The convolution operator is the fundamental building block of modern convolutional neural networks (CNNs), owing to its simplicity, translational equivariance, and efficient implementation. However, its structure as a fixed, linear, locally-averaging operator limits its ability to capture structured signal properties such as low-rank decompositions, adaptive basis representations, and non-uniform spatial dependencies. This paper presents a systematic taxonomy of operators that extend or replace the standard convolution in learning-based image processing pipelines. We organise the landscape of alternative operators into five families: (i) decomposition-based operators, which separate structural and noise components through singular value or tensor decompositions; (ii) adaptive weighted operators, which modulate kernel contributions as a function of spatial position or signal content; (iii) basis-adaptive operators, which optimise the analysis bases together with the network weights; (iv) integral and kernel operators, which generalise the convolution to position-dependent and non-linear kernels; and (v) attention-based operators, which relax the locality assumption entirely. For each family, we provide a formal definition, a discussion of its structural properties with respect to the convolution, and a critical analysis of the tasks for which the operator is most appropriate. We further provide a comparative analysis of all families across relevant dimensions -- linearity, locality, equivariance, computational cost, and suitability for image-to-image and image-to-label tasks -- and outline the open challenges and future directions of this research area.

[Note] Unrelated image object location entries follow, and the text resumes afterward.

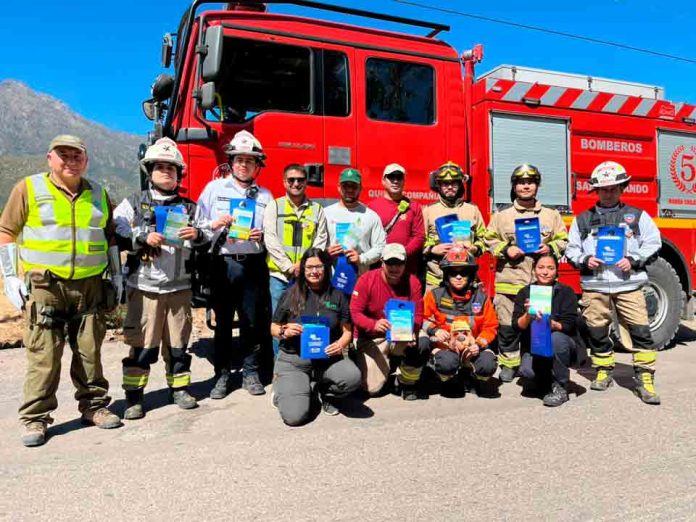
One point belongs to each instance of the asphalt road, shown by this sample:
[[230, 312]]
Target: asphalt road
[[599, 457]]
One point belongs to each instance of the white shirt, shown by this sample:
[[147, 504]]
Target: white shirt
[[214, 202]]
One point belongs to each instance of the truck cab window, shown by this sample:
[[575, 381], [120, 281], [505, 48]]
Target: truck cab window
[[336, 87], [400, 92], [260, 76]]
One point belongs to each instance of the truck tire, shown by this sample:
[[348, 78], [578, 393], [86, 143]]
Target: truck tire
[[664, 298]]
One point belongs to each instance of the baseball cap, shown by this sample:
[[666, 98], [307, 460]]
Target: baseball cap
[[394, 251], [393, 167], [350, 175], [66, 140]]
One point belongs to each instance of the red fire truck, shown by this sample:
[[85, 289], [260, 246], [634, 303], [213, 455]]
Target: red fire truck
[[330, 95]]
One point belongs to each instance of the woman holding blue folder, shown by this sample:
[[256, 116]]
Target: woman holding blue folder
[[335, 376], [562, 329]]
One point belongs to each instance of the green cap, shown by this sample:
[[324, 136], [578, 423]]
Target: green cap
[[350, 175]]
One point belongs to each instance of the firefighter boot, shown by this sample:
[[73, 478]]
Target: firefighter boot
[[557, 396], [604, 379], [183, 399], [645, 388], [135, 409], [507, 374], [34, 434]]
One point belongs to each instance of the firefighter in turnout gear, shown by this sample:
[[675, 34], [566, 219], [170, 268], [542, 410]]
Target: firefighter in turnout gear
[[448, 181], [513, 266], [618, 285], [292, 225], [460, 321], [155, 227], [62, 226]]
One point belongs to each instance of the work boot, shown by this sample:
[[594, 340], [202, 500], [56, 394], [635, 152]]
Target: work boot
[[34, 434], [135, 409], [645, 388], [328, 405], [183, 399], [557, 396], [507, 374], [604, 379], [219, 391], [252, 384], [101, 418]]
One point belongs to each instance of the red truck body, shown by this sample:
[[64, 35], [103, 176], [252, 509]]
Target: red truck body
[[330, 95]]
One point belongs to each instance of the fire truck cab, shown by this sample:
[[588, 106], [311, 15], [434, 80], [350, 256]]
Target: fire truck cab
[[330, 95]]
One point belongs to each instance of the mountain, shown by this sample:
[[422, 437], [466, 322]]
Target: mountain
[[30, 120]]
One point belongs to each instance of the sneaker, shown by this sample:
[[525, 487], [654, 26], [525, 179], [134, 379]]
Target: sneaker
[[604, 379], [183, 399], [135, 408], [645, 388], [557, 396], [507, 374], [252, 384], [328, 406], [34, 434], [101, 418], [220, 389]]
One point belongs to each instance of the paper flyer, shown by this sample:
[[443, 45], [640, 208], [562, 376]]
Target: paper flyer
[[242, 212], [611, 242], [540, 297], [314, 338], [401, 315], [528, 234], [443, 224]]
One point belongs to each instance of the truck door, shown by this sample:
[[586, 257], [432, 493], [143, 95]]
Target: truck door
[[543, 142], [676, 155], [399, 118]]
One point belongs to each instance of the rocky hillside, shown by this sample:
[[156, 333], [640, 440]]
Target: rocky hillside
[[28, 122]]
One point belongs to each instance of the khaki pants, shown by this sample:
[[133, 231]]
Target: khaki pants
[[632, 312], [60, 310], [154, 322], [508, 339], [374, 359]]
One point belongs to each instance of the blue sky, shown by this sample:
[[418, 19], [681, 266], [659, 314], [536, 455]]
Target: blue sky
[[100, 57]]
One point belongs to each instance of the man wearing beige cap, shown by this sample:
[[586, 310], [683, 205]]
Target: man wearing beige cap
[[60, 225], [372, 328], [402, 218]]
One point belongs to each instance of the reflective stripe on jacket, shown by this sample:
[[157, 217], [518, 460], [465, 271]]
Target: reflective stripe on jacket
[[62, 236], [296, 233]]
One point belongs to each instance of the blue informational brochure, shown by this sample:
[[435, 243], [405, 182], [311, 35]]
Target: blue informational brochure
[[460, 231], [528, 234], [611, 242], [443, 224], [401, 314], [242, 212], [169, 220], [345, 275], [540, 334], [315, 337]]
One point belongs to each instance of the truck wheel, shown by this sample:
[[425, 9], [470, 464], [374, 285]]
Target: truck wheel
[[664, 298]]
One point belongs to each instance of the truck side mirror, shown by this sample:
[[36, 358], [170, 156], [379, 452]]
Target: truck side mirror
[[212, 60], [205, 96]]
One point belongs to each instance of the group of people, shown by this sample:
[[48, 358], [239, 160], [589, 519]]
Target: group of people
[[277, 265]]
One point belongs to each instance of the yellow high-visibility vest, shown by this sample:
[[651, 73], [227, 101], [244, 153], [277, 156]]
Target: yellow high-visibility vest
[[62, 236], [295, 232]]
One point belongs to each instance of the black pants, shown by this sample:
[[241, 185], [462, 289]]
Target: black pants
[[240, 284]]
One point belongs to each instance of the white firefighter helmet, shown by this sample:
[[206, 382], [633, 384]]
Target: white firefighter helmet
[[608, 174], [245, 143], [163, 150]]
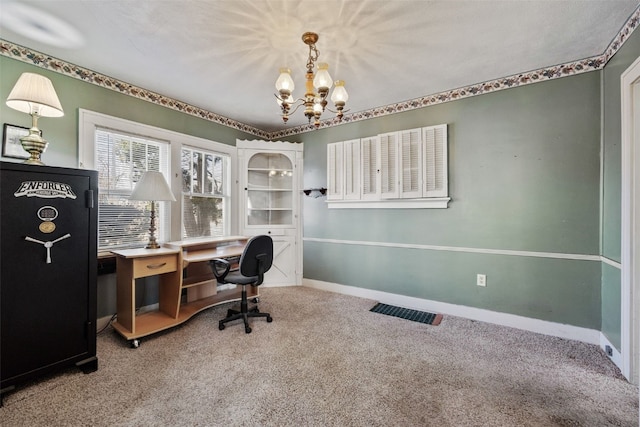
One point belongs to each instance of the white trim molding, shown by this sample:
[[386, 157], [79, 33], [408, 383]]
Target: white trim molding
[[630, 227], [581, 257]]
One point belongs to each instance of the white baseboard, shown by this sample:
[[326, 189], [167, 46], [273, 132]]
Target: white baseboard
[[545, 327], [615, 356]]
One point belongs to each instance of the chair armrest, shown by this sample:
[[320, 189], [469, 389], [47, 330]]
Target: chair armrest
[[220, 268]]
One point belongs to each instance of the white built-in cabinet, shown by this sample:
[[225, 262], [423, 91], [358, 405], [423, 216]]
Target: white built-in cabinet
[[270, 176], [406, 168]]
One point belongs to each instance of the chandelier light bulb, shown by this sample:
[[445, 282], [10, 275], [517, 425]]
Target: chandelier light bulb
[[322, 81], [339, 95], [317, 86], [284, 84]]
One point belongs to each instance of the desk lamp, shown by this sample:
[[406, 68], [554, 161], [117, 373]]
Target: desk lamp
[[34, 94], [152, 187]]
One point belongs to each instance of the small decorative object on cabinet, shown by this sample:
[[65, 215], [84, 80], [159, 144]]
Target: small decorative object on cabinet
[[48, 275]]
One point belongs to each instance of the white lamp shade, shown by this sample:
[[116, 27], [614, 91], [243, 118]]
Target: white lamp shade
[[285, 84], [322, 80], [152, 187], [339, 93], [34, 93]]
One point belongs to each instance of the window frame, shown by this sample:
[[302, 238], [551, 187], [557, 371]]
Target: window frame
[[88, 121]]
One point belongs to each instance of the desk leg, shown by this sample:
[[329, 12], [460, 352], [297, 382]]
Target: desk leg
[[170, 288], [126, 288]]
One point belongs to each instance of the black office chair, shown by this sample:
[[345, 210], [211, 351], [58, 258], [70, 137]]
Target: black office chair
[[256, 259]]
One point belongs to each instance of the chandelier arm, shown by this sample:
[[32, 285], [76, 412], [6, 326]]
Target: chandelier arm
[[297, 107], [337, 111]]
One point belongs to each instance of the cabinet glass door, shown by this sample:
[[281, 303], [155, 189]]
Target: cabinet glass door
[[269, 190]]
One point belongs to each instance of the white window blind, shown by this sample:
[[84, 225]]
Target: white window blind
[[335, 166], [352, 169], [435, 161], [389, 166], [369, 150], [205, 193], [411, 162], [121, 159], [402, 169]]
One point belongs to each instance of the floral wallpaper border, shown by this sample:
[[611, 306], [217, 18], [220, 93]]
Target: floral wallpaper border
[[563, 70]]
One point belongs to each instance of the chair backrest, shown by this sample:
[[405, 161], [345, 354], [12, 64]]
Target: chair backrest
[[257, 257]]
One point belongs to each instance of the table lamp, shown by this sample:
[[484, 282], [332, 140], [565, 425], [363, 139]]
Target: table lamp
[[152, 187], [34, 94]]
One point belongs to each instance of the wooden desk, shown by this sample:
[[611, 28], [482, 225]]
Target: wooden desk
[[181, 265]]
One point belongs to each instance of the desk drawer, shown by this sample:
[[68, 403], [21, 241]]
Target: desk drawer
[[149, 266]]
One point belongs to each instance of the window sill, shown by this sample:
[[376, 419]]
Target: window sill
[[431, 203]]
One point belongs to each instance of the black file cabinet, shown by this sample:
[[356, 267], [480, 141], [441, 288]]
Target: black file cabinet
[[48, 271]]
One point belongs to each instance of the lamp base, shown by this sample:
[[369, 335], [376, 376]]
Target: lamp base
[[35, 145]]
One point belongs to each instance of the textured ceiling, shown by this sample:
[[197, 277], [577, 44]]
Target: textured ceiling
[[223, 55]]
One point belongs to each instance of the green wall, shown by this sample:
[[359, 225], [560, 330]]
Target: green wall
[[524, 175], [74, 94], [62, 134]]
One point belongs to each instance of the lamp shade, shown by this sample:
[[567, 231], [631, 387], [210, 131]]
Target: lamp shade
[[285, 84], [323, 80], [34, 93], [339, 94], [152, 187]]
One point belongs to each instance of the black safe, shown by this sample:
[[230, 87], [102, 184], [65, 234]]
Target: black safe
[[48, 271]]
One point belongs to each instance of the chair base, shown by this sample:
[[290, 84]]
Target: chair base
[[243, 314]]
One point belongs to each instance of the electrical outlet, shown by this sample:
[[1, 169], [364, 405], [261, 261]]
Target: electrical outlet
[[481, 280]]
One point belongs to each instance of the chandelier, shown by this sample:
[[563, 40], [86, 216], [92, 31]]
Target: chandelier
[[317, 88]]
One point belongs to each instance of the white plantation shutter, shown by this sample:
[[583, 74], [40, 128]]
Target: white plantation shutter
[[335, 171], [121, 159], [435, 161], [403, 169], [351, 169], [369, 166], [411, 163], [389, 166]]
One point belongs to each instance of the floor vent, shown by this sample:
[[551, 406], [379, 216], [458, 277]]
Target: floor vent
[[408, 314]]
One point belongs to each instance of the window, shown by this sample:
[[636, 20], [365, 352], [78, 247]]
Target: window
[[199, 172], [205, 193], [404, 169], [121, 160]]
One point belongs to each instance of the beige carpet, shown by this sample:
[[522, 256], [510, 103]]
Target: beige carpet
[[327, 361]]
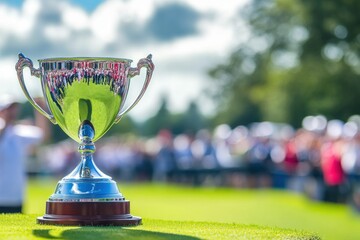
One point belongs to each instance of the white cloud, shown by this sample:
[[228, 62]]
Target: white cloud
[[56, 28]]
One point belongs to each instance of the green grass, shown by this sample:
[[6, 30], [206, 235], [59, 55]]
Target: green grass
[[176, 212], [151, 229]]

翻译：卷积算子因其简洁性、平移等变性和高效实现，已成为现代卷积神经网络（CNN）的基本构建模块。然而，其作为一种固定的、线性的、局部平均算子的结构，限制了其捕捉结构化信号特性的能力，例如低秩分解、自适应基表示以及非均匀空间依赖性。本文系统性地分类了在基于学习的图像处理流程中扩展或替代标准卷积的算子。我们将替代算子的研究领域划分为五个类别：（i）基于分解的算子，通过奇异值或张量分解分离结构成分与噪声成分；（ii）自适应加权算子，根据空间位置或信号内容动态调整卷积核的贡献；（iii）基自适应算子，将分析基与网络权重共同优化；（iv）积分与核算子，将卷积推广至位置相关和非线性核；（v）基于注意力的算子，完全放宽了局部性假设。针对每个类别，我们提供了形式化定义，讨论了其相对于卷积的结构特性，并批判性分析了该算子最适用的任务。我们进一步从多个相关维度——线性、局部性、等变性、计算成本以及适用于图像到图像和图像到标签任务的程度——对所有类别进行了比较分析，并概述了该研究领域的开放挑战与未来方向。